Jika melihat secara masif dan komprehensif, akibat dari pandemi ini ternyata berdampak keberbagai lini sektor, salah satunya ialah sektor ketatanegaraan. Dalam hal ini, yang menjadi sorotan adalah ketika pandemi datang pada saat tahun politik yakni  agenda pemilihan kepala daerah. Dalam konteks pemilihan kepala daerah Tahun 2020, seluruh aktor pilkada meliputi penyelenggara, bakal calon hingga partai partai politik sepenuhnya menunggu respon dan sikap tanggap pemerintah terkait keadaan pandemi covid-19.Â
Secara teknis sebagai antisipasi penyebaran covid-19, Komisi Pemilihan Umum telah mengeluarkan kebijakan yang tertuang di dalam Keputusan KPU Nomor 179/PL.02-Kpt/01/KPU/III/2020 tentang Penundaan Tahapan Pemilihan Gubernur dan Wakil Gubernur, Bupati dan Wakil Bupati, dan/atau WaliKota dan Wakil WaliKota Tahun 2020.
Secara filosofi kehadiran suatu negara memiliki peran yang signifikan dalam rangka memberikan perlindungan terhadap kedaulatan rakyat dan kedaulatan negara.
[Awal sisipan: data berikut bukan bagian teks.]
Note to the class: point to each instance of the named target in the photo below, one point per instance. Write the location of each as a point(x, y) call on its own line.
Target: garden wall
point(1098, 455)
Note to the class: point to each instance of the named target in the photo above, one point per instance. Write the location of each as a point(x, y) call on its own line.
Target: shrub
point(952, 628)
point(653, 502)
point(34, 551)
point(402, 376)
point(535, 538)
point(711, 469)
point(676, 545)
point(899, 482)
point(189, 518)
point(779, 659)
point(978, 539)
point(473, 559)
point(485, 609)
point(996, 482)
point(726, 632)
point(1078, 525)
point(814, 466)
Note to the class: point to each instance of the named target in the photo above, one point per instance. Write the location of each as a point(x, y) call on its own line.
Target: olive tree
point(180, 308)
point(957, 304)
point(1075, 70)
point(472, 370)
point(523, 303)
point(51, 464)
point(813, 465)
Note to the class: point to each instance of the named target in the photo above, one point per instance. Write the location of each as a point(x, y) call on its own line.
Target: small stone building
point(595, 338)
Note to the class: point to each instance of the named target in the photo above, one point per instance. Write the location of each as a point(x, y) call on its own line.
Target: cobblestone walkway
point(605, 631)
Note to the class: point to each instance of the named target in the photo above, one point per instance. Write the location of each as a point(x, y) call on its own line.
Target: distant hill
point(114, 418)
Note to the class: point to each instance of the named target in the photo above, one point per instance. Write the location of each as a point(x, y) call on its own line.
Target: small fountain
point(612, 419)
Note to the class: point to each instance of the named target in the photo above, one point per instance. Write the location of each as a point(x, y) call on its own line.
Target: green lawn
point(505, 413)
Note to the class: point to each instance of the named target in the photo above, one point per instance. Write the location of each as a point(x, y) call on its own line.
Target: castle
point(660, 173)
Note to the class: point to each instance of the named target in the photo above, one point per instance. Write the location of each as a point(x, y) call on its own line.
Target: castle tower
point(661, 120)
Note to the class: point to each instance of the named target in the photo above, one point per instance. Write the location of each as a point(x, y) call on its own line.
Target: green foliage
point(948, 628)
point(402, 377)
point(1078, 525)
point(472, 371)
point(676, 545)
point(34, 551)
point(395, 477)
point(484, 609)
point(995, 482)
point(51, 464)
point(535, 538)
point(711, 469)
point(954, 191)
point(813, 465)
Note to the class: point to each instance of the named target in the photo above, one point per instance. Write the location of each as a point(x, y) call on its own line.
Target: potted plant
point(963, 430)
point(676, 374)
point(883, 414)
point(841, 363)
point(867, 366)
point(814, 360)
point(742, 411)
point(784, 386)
Terminologi kedaulatan rakyat merujuk pada suatu kekuasaan tertinggi berada pada rakyat sebab dalam pembentukan negara menurut John Locke rakyat berperan dalam membentuk suatu kesatuan Negara melalui Pactum Unionis dan Pactum Subjectionis. Perjanjian antar negara dengan yang disebut pactum unionis dan pactum subjectionis melahirkan adanya penjagaan dan perlindungan maksimum terhadap kepentingan rakyat.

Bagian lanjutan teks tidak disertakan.